Social & Cultural Frameworks for ‘Artificial Intelligence’
A closed workshop which aims to identify a line or lines of research that could lead to a longer funded project.
The goal of this workshop is to identify a line or lines of research that could lead to a longer funded project. Social and cultural research on machine learning, large language models, and related technologies has inspired enormous interest and remarkable results. At the same time, it is poorly funded by comparison with AI research itself. At the ISRF, we would like to do our part to develop the social and cultural frameworks that a desirable social incorporation of these technologies requires.
Our initial lens on AI has been attention studies. Will AI enhance society’s powers of attention, thinking, reading, programming, writing and forming advanced states of consciousness, or will it reduce this distributed intelligence?
We are very concerned about the state of social and cultural research in universities and about conditions for learning and thinking in society and culture more generally. For example, we are funding research on alternatives to green finance for just climate transitions. These will never happen without strong public support, and strong support depends on clear public understanding of the details of the issues at stake. How can we insure that AI helps this wider and more profound understanding of urgent public issues?

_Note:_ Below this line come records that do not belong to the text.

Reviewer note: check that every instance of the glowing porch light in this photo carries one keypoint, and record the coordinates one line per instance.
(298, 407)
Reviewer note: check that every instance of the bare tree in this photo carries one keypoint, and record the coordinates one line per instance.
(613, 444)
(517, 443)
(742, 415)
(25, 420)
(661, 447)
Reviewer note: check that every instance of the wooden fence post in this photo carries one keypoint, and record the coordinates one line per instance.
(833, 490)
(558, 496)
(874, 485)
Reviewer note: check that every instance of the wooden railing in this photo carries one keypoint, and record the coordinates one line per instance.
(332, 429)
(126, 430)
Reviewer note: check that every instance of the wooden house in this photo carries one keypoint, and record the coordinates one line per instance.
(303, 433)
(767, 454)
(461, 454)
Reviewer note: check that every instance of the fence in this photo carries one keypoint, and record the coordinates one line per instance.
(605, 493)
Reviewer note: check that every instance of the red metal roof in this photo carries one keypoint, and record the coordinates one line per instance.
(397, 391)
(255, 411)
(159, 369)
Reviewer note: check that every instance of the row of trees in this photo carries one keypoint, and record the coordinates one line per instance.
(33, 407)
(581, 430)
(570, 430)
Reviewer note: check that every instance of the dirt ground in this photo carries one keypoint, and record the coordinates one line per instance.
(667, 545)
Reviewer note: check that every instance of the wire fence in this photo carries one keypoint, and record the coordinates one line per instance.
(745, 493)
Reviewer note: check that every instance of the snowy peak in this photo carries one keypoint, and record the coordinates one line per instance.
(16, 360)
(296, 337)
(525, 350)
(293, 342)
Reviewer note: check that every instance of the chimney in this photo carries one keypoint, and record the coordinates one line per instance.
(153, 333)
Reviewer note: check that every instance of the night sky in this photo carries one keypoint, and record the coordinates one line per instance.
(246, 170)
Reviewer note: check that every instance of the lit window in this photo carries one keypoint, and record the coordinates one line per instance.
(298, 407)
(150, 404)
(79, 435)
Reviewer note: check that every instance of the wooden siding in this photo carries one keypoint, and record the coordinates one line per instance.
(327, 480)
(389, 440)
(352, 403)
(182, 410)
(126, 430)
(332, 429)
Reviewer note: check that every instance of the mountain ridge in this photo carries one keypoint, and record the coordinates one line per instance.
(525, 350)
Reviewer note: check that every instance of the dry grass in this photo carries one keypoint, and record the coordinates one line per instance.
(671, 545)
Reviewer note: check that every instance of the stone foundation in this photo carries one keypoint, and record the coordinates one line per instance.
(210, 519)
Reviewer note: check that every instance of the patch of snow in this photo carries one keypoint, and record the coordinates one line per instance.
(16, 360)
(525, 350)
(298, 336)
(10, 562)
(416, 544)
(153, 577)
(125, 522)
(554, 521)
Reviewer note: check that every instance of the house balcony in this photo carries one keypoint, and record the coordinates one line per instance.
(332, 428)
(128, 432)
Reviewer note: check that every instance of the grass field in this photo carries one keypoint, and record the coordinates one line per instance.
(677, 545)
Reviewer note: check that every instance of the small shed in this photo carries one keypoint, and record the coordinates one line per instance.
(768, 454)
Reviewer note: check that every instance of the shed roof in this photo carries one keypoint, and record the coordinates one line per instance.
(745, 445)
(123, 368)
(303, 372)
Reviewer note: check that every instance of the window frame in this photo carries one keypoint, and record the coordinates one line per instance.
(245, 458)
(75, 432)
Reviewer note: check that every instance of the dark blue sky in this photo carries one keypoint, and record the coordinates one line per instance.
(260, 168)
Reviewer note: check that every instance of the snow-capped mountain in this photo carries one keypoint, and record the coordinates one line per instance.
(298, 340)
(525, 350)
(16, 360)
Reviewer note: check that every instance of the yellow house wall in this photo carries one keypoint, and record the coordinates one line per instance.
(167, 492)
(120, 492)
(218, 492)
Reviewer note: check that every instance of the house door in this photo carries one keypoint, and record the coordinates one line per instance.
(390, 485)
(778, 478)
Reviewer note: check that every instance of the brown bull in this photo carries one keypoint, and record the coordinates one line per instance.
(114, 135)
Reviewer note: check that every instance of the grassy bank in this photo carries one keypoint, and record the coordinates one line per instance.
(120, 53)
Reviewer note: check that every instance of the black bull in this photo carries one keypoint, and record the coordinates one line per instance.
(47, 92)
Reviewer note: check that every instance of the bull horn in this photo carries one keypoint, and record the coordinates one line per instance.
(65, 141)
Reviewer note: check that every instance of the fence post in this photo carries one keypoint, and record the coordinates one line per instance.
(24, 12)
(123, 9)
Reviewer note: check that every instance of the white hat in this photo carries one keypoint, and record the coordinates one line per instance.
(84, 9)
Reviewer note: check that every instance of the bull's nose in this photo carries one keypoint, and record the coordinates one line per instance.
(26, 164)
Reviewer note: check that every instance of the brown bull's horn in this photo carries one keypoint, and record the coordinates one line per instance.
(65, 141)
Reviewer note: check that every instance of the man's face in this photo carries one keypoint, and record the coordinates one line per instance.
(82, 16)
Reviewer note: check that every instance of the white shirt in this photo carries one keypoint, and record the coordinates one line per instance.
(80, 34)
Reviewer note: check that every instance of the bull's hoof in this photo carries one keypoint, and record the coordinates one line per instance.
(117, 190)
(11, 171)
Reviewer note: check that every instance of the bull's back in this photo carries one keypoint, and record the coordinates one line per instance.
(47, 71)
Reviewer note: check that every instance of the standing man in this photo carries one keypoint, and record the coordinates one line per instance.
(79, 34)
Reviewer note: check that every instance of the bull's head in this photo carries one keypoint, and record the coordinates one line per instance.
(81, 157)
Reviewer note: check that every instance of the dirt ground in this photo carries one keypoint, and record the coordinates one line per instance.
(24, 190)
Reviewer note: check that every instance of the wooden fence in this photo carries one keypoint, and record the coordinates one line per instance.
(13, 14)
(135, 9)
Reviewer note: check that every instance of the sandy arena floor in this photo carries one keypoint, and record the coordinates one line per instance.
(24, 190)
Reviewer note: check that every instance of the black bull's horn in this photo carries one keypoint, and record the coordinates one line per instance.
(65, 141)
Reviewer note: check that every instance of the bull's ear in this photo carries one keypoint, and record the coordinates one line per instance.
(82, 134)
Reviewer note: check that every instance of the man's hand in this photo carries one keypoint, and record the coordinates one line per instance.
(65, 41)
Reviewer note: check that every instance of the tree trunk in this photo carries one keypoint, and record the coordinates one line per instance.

We’ve grouped participants under four headings, extrapolating from your advance papers. These are Human Interpretation, Socialisations of AI, Human/Machine Cognition, and Public AI Re-education. We aren’t bound by these rubrics: there is abundant overlap among the papers and across these four topics, and a wide range of issues will no doubt emerge from our discussions. We’ve reserved two final sessions for wider discussion and the identification of next steps.
Participants to include:
Elaine Auyoung Associate Professor of English, University of Minnesota
Alan Blackwell Professor of Interdisciplinary Design, University of Cambridge
Wendy Hui Kyong Chun Canada 150 Research Chair in New Media, Simon Fraser University
Yves Citton Professor of Literature and Media, University Paris 8 Vincennes-Saint Denis
Lauren Goodlad Distinguished Professor of English and Comparative Literature, Rutgers University
Sean Hanna Professor of Design Computing, Bartlett School of Architecture, UCL
Alex Hartley Ph.D. Student in Comparative Literature, Harvard University
Elizabeth Losh Professor of English & American Studies, College of William and Mary
Carolyn Pedwell Professor of Digital Media, University of Lancaster
Marion Thain Professor of Culture and Technology, University of Edinburgh
Sashank Varma Professor in the School of Interactive Computing, Georgia Tech
Chaired by Lars Cornelissen, Baindu Kallon and Chris Newfield.